Prime Alliance and Health Net at McLane Pacific
The Prime Alliance and Health Net squads have confirmed their riders for the upcoming McLane Pacific Bicycle Classic, scheduled for March 22-23. Prime Alliance will be sending a team of six riders, including sprinter and two time McLane Pacific Grand Prix champion John Peters. "It often comes down to which rider with good legs makes the best decisions on the last lap Saturday," said Peters. "For Sunday (road race) we'll all be nervously checking the wind."
Alongside Peters will be David Clinger, who said that the race "will be a really good test" to see how he has improved over longer distances in recent years, after riding for Festina and US Postal.
The Health Net line up at McLane Pacific includes top sprinter Gord Fraser and leadout man Mike Sayers. Sayers will be a key man in the Health Net train, that wants to carry Fraser to the sprint with a minimum of effort. Sayers is an experienced rider in McLane, finishing the race eight times in his past nine attempts.

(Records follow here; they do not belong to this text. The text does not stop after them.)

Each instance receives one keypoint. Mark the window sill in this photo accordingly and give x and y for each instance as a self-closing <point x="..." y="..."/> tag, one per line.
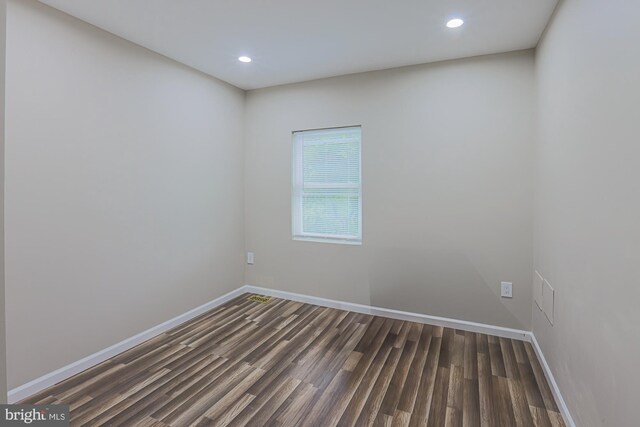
<point x="322" y="240"/>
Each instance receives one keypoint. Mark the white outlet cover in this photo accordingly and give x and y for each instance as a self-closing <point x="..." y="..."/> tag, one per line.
<point x="548" y="297"/>
<point x="537" y="289"/>
<point x="506" y="289"/>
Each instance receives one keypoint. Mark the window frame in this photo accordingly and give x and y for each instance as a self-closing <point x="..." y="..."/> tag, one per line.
<point x="297" y="183"/>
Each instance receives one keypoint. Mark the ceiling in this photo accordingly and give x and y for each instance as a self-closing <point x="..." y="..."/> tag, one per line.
<point x="297" y="40"/>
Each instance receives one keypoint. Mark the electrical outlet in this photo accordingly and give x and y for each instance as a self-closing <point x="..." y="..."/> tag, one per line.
<point x="537" y="289"/>
<point x="506" y="289"/>
<point x="548" y="301"/>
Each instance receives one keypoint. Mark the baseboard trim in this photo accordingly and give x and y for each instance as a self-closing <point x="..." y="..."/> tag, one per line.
<point x="564" y="410"/>
<point x="52" y="378"/>
<point x="395" y="314"/>
<point x="47" y="380"/>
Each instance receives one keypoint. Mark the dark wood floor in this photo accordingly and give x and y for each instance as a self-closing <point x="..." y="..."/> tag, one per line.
<point x="292" y="364"/>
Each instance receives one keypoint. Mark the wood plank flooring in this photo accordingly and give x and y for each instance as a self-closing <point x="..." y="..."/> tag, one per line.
<point x="286" y="363"/>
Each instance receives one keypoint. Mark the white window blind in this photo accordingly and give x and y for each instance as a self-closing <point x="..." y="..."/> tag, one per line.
<point x="327" y="192"/>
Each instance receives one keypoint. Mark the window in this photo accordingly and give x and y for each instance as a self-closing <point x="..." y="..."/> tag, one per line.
<point x="327" y="192"/>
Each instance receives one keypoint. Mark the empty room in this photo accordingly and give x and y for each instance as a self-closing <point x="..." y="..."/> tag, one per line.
<point x="320" y="213"/>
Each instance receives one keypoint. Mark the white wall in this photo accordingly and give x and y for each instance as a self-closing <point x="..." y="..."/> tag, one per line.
<point x="3" y="326"/>
<point x="124" y="181"/>
<point x="587" y="209"/>
<point x="447" y="188"/>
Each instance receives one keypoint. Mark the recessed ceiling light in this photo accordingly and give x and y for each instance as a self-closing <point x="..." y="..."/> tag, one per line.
<point x="455" y="23"/>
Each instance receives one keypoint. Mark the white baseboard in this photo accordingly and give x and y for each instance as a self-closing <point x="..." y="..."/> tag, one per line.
<point x="68" y="371"/>
<point x="47" y="380"/>
<point x="396" y="314"/>
<point x="564" y="410"/>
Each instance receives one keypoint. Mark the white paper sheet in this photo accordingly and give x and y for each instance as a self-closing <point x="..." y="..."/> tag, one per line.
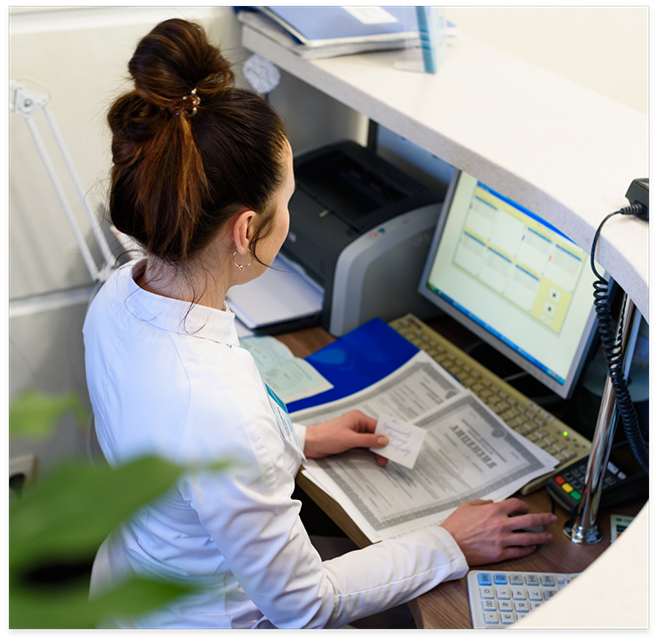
<point x="281" y="294"/>
<point x="404" y="440"/>
<point x="468" y="453"/>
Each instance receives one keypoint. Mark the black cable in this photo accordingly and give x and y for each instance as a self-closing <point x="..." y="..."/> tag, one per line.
<point x="611" y="342"/>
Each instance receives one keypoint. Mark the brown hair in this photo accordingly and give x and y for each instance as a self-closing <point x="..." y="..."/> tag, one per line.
<point x="177" y="180"/>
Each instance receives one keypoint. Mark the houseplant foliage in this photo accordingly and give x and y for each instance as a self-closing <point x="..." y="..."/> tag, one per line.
<point x="58" y="524"/>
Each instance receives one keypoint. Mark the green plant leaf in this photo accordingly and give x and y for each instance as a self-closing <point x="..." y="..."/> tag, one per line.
<point x="70" y="606"/>
<point x="35" y="414"/>
<point x="69" y="513"/>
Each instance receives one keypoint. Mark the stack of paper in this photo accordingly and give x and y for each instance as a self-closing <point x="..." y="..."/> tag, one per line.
<point x="323" y="32"/>
<point x="290" y="377"/>
<point x="468" y="453"/>
<point x="280" y="295"/>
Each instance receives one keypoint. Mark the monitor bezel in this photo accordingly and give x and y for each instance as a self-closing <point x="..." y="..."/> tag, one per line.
<point x="585" y="347"/>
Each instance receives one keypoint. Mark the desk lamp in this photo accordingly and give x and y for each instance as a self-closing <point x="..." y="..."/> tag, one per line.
<point x="26" y="102"/>
<point x="616" y="402"/>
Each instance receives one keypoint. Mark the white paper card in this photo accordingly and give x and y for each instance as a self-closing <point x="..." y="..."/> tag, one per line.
<point x="404" y="440"/>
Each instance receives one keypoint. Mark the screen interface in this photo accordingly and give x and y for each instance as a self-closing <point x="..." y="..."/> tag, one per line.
<point x="514" y="275"/>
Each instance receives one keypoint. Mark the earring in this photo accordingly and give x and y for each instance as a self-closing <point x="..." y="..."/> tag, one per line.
<point x="240" y="267"/>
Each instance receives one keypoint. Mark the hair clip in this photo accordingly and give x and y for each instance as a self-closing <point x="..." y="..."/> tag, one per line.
<point x="191" y="111"/>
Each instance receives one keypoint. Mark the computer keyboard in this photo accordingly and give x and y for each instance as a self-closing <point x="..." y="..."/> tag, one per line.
<point x="499" y="599"/>
<point x="518" y="411"/>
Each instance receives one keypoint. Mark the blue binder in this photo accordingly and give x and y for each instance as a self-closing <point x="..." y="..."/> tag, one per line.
<point x="357" y="360"/>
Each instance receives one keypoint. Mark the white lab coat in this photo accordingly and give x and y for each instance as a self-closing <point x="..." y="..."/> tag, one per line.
<point x="172" y="381"/>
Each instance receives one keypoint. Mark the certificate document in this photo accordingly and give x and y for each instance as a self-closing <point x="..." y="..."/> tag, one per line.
<point x="468" y="453"/>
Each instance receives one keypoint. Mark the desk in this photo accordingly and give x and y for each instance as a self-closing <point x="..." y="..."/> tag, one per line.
<point x="446" y="606"/>
<point x="561" y="150"/>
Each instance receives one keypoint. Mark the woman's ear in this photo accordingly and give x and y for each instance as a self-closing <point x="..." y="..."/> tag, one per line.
<point x="243" y="230"/>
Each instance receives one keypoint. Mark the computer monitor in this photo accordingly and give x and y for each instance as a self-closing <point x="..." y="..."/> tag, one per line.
<point x="514" y="280"/>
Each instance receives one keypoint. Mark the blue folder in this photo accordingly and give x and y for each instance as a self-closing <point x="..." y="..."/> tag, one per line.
<point x="355" y="361"/>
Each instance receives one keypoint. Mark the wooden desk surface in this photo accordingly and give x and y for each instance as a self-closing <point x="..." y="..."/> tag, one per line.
<point x="446" y="606"/>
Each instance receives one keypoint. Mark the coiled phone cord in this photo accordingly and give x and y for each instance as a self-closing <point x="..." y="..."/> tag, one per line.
<point x="611" y="343"/>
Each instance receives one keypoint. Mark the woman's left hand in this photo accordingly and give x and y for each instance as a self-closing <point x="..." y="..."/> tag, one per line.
<point x="353" y="429"/>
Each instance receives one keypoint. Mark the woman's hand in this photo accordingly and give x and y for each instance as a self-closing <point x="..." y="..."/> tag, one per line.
<point x="488" y="532"/>
<point x="353" y="429"/>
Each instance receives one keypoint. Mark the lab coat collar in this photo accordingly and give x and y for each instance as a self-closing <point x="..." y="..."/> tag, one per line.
<point x="175" y="315"/>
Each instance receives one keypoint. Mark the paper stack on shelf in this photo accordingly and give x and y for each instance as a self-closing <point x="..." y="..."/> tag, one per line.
<point x="326" y="32"/>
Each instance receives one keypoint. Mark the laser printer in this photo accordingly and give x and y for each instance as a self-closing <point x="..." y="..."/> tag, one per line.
<point x="360" y="228"/>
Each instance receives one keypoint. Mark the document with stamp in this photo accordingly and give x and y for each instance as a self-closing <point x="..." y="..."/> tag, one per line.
<point x="467" y="453"/>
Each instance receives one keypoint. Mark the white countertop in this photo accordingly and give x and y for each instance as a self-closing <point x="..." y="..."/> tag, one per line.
<point x="557" y="148"/>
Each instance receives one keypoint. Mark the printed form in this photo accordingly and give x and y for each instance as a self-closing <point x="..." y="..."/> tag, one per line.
<point x="468" y="453"/>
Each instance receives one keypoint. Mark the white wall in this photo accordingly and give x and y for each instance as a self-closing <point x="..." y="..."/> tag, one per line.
<point x="81" y="54"/>
<point x="603" y="48"/>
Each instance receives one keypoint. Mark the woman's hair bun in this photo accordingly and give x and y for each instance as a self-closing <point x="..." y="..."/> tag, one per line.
<point x="174" y="58"/>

The Prime Alliance and Health Net teams will not only be racing at McLane Pacific, they will also be educating. The day prior to McLane, both teams will be visiting local Merced schools with eight groups of school children. The overwhelming response to last year's visits has prompted the Merlock Athletic Association to double the number of visits for this year. The riders will speak to the kids about bicycle safety, their experiences as professional cyclists, the McLane Pacific and how important it is to stay drug free in cycling and life in general.
Provisional All-Africa Games squad
Malcolm Lange, Owen Hannie and Morne Bester have been announced as being part of the provisional squad to compete at the All-Africa Games in Abuga Township, in Lagos, Nigeria from October 1-4 this year. More riders may be added to the squad, which now comprises Malcolm Lange, Paul Minnaar, Welcome Stokwe, Waylon Woolcock, Daryl Impey, Eckard Berg, Konrad Siebrits, Morne Bester, Owen Hannie.